Takeoffs are optional, landings are mandatory.

edragon
Feb 04, 2009, 01:59 PM
I guess I could saw the wing in half and then reglue it back together without dihedral. It's probably a lot cheaper than buying a whole new plane.

Brandano
Feb 04, 2009, 03:17 PM
Why don't you just build a new wing instead? You could just keep a short constant chord central section and two tapered outer panels so that it will fit properly with the fuselage, and if it doesn't work you can still go back to the older wing.

lincoln
Feb 14, 2009, 11:44 PM
It will make the low speed handling tricky, but I understand that aerobatic planes sometimes use stall strips far out on the wings so that the stall just starts out there. Basically, they are just a bit of material added to make the leading edge sharp. But if you get nice snap rolls when you want, you might also get snap rolls when you don't want them!

vintage1
Feb 15, 2009, 03:46 AM
Flat spin probably needs less fin area..but that compromises knife edge.

BMatthews
Feb 15, 2009, 04:42 AM
A good snap and lomcevak comes from mostly a marginal design that is close to "disaster" at the best of times in terms of snap rolling. If this is a 3D model with the typical generaous horizontal and vertical tail surfaces then it's no wonder you're having troubles. As vintage pointed out the side area and fin area is a key item. Too much of both is great for knife edge looping but that much provides far too much spin damping and it'll be hard or impossible to achieve a true flat spin. It's sort of like your model comes complete with built in anti spin fin strakes. But if you reduce these to achieve a flat spin then you will find you can't knife edge as well.

Life is about compromises.....

edragon
Feb 15, 2009, 10:32 PM
I crashed the plane this week. I put the CG too far back. After flying for 20 minutes, lack of fuel caused the engine to quit. The plane was quit high; so I made a series of zig-zag over the runway. I overdid it. The plane stalled and dropped a wing, at about 6 feet off the ground. Right wing tip hit the asphalt not too hard, but then the plane cart-wheeled. The wing is built like a tank; it survived with a scratch or two. However, the fuselage is built like cheap korean car; it snapped clean in half.
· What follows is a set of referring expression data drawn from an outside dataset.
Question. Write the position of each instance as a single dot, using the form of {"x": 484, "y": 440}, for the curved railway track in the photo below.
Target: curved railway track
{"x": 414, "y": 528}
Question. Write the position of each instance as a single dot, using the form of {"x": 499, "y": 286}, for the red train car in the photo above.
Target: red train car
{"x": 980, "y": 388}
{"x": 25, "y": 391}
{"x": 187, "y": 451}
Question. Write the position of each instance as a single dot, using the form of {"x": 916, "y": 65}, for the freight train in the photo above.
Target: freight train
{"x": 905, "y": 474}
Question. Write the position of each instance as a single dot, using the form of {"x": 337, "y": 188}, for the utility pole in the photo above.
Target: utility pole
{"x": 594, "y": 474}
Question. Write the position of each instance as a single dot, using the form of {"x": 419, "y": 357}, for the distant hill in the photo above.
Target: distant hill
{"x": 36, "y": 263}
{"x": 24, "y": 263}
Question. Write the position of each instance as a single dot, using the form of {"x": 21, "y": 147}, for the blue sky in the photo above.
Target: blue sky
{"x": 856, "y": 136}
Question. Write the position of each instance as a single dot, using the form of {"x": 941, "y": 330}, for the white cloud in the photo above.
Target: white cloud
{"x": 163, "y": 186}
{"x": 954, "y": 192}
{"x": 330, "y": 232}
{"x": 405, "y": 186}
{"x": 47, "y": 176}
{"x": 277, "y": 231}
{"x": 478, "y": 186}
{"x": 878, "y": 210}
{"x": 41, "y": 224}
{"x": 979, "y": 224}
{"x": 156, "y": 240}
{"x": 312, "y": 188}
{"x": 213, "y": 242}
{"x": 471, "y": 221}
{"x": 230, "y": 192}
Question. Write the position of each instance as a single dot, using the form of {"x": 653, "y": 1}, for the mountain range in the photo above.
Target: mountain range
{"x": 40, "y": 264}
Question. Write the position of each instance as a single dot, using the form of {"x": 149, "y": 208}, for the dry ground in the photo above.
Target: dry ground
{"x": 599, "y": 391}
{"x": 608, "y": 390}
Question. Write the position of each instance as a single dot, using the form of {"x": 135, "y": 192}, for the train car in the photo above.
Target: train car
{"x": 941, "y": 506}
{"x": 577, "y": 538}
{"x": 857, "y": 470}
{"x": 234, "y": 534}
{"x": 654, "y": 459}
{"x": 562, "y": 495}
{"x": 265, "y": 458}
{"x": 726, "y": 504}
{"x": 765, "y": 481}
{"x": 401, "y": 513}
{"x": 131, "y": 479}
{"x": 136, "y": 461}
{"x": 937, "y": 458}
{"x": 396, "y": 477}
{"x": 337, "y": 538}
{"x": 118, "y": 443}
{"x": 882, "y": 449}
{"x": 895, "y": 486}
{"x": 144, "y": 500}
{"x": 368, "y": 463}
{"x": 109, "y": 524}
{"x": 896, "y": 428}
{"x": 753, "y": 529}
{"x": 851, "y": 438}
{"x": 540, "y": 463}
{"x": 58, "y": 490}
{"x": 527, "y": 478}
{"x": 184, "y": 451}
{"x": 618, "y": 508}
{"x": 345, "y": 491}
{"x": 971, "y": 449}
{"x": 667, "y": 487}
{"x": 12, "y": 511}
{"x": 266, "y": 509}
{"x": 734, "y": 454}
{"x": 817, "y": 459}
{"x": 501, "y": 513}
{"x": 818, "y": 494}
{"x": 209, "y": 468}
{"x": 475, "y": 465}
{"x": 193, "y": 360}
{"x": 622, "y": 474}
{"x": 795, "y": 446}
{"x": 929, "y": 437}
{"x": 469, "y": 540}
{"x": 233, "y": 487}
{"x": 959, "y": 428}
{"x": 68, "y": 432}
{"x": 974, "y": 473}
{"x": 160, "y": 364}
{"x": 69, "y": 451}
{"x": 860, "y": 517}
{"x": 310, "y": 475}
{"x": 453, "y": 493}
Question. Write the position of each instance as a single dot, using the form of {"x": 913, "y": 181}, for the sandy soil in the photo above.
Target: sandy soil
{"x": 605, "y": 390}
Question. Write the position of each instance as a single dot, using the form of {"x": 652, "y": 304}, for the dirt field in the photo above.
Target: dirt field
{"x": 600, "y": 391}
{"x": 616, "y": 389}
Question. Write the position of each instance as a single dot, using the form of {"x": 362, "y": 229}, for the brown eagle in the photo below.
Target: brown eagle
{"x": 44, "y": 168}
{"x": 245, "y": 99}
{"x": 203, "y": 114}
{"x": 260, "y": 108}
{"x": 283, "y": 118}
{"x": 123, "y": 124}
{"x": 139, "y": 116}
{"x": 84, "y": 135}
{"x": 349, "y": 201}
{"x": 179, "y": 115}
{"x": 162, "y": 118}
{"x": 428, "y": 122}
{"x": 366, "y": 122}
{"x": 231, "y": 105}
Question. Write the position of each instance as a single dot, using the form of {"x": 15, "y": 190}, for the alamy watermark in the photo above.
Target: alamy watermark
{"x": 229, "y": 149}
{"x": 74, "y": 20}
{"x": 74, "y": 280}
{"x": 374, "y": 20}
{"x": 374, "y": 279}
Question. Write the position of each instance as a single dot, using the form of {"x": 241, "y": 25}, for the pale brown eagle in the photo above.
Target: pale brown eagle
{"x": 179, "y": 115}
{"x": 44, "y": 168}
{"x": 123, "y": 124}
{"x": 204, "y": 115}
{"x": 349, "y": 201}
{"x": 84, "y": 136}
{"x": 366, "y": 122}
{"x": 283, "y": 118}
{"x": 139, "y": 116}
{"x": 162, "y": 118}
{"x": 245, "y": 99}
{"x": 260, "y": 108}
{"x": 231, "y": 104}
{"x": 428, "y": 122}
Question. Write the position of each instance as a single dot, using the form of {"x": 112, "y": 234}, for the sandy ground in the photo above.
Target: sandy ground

Lesson learned: don't move the CG too far back.

Brandano
Feb 16, 2009, 05:58 AM
Shame, but if the snap is clean it ought to be fixable.

Texas Buzzard
Feb 16, 2009, 10:53 AM
Flat Spin : No dihedral, minimum fin and large rudder + CG moved aft as far as posible.

In some 40 years of flying I have seen just one RC actually do a true flat spin and that bird was difficult to fly.

StevenatorLTFO
Feb 22, 2009, 08:08 PM
I had an old Midwest fun scale 109 that would flat spin really nicely, sometimes on purpose, and other times with little or no warning (snap, spin, and not come out). I flew it into the dirt two times, when I got it flat, and it would not come out for anything. To spin it flat, I would get it in a rudder/elevator only spin, then when rotation was firmly established, cross over the ailerons.

It was built per the plans, except I ditched the last wing bay on each side, and very small amount of dihedral. It was fun to fly, but would bite back without alot of warning.

(and yes, the CG was way back, pretty close to 50 percent MAC)

Steve

MCarlton
Feb 24, 2009, 12:33 PM
Just back from an RC hiatus...

Are what 3D pilots call "flat spins" actually "spins" as in the aircraft is stalled? Or are they just high AOA descents with a high yaw rate due to the large rudder/propwash?

It seems to me that most "flat spins" I have seen involve the throttle being pretty much fully open and the spin being maintained by the propwash over large surfaces with big throws?